Leveraging Big Data to Improve Health Awareness Campaigns: A Novel Evaluation of the Great American Smokeout
- PMID: 27227151
- PMCID: PMC4869240
- DOI: 10.2196/publichealth.5304
Leveraging Big Data to Improve Health Awareness Campaigns: A Novel Evaluation of the Great American Smokeout
Abstract
Background: Awareness campaigns are ubiquitous, but little is known about their potential effectiveness because traditional evaluations are often unfeasible.
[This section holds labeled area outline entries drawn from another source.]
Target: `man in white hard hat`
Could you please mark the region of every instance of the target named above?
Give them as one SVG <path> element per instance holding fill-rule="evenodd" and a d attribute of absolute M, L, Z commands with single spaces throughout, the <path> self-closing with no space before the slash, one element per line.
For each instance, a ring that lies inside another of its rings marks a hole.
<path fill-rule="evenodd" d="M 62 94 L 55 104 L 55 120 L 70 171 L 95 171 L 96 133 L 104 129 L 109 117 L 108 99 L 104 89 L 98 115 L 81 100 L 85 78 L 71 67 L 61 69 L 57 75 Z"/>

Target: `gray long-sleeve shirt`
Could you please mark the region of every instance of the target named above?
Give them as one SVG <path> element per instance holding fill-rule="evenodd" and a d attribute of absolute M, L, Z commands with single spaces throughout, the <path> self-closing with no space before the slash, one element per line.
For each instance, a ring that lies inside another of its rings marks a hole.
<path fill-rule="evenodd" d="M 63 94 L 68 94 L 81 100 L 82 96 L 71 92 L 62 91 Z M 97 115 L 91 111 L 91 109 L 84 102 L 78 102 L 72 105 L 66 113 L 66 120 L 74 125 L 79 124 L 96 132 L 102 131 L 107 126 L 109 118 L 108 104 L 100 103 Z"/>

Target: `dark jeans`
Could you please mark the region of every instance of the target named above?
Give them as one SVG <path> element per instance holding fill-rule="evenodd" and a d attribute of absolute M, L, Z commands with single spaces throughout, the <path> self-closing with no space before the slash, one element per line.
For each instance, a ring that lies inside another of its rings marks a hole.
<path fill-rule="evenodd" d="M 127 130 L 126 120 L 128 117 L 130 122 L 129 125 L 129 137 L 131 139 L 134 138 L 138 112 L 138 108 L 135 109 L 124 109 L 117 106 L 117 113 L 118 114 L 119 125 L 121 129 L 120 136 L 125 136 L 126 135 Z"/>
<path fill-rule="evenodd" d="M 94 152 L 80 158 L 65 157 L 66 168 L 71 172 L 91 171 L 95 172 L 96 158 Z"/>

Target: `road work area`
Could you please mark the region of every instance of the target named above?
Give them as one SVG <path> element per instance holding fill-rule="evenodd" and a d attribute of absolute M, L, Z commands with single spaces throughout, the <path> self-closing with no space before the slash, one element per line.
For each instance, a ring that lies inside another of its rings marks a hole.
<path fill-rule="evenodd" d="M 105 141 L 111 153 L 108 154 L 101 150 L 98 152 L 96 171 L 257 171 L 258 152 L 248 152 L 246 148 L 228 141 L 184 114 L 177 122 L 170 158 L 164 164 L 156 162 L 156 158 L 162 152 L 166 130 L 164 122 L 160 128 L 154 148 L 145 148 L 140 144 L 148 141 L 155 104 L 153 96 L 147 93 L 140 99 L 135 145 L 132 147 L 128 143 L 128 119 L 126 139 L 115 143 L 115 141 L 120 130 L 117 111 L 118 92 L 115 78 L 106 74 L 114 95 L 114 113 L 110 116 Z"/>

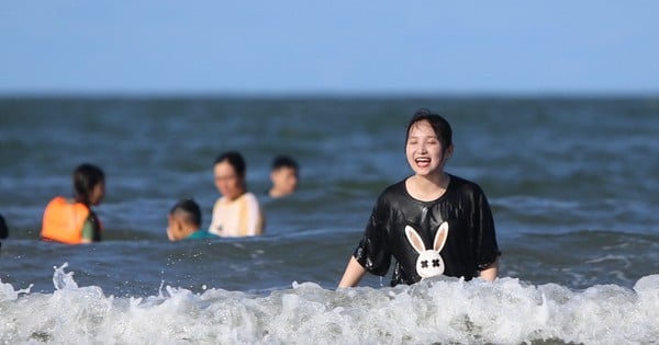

For 40 years, the "Great American Smokeout" (GASO) has encouraged media coverage and popular engagement with smoking cessation on the third Thursday of November as the nation's longest running awareness campaign.
Objective: We proposed a novel evaluation framework for assessing awareness campaigns using the GASO as a case study by observing cessation-related news reports and Twitter postings, and cessation-related help seeking via Google, Wikipedia, and government-sponsored quitlines.
Methods: Time trends (2009-2014) were analyzed using a quasi-experimental design to isolate spikes during the GASO by comparing observed outcomes on the GASO day with the simulated counterfactual had the GASO not occurred.
Results: Cessation-related news typically increased by 61% (95% CI 35-87) and tweets by 13% (95% CI -21 to 48) during the GASO compared with what was expected had the GASO not occurred. Cessation-related Google searches increased by 25% (95% CI 10-40), Wikipedia page visits by 22% (95% CI -26 to 67), and quitline calls by 42% (95% CI 19-64). Cessation-related news media positively coincided with cessation tweets, Internet searches, and Wikipedia visits; for example, a 50% increase in news for any year predicted a 28% (95% CI -2 to 59) increase in tweets for the same year. Increases on the day of the GASO rivaled about two-thirds of a typical New Year's Day-the day that is assumed to see the greatest increases in cessation-related activity. In practical terms, there were about 61,000 more instances of help seeking on Google, Wikipedia, or quitlines on GASO each year than would normally be expected.
Conclusions: These findings provide actionable intelligence to improve the GASO and model how to rapidly, cost-effectively, and efficiently evaluate hundreds of awareness campaigns, nearly all for the first time.
Keywords: big data; evaluation; health communication; infodemiology; infoveillence; mass media; smoking cessation; social media; tobacco control; twitter.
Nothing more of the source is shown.